I somked some a few weeks ago. These came pre-marinated and packaged as fahita meat. Just tossed them on the grate and smoked for 20 min or so (If I remember right - I was cooking about 10 other things at the time). Really nice combination of marinade and smoke.


----------



## meateater (May 19, 2010)

Here's my favorite. Get a can of Jalapenos and marinade the flanks in the juice. You can use the peppers,onion and carrots fom the can and mix with cilantro and tomatoes and make a salsa.


----------



## cwinfrey (May 20, 2010)

I heard from a chef that one of the best ways to cook flank/skirt is to get your coals hot, about 4sec of exposure to your hand, and then take a hairdryer and blow the ash off real good then lay the meat directly on the coals. Blowing the ash off prevents 98% of any coal or ash from getting on the meat, then cook about 2-3 min per side, to medium doneness.

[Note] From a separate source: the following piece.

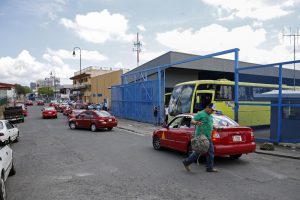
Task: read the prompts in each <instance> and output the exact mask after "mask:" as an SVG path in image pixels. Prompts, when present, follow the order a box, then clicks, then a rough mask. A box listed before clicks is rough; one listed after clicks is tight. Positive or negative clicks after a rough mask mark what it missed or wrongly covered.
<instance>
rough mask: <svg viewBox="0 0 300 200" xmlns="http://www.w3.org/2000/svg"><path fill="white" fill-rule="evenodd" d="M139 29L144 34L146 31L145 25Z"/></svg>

If any of you watch Alton Brown on Good Eats, you may have seen this episode. Please correct any of my instructions if need be...


----------



## pops6927 (May 20, 2010)

Those I believe are flank steak pinwheels, made by rolling one or more flank steaks and cutting across the grain into ½" to 1" thick pinwheels.  When you open the package you will find they will unroll into thin strips like fajita meat.  Depending on the thickness you could push a skewer thru the center laid flat to hold them together, or let them unroll and cook the strips to no more than medium.


----------



## whitleo (Mar 6, 2012)

Thanks, just trying to find something different to smoke. Have a new smoker from the academy sports store.


----------



## smokin relaxin steve (Mar 6, 2012)

I like to marinade in Soy Sauce, Brown Sugar, Ginger, Garlic, & Red Pepper Flakes


----------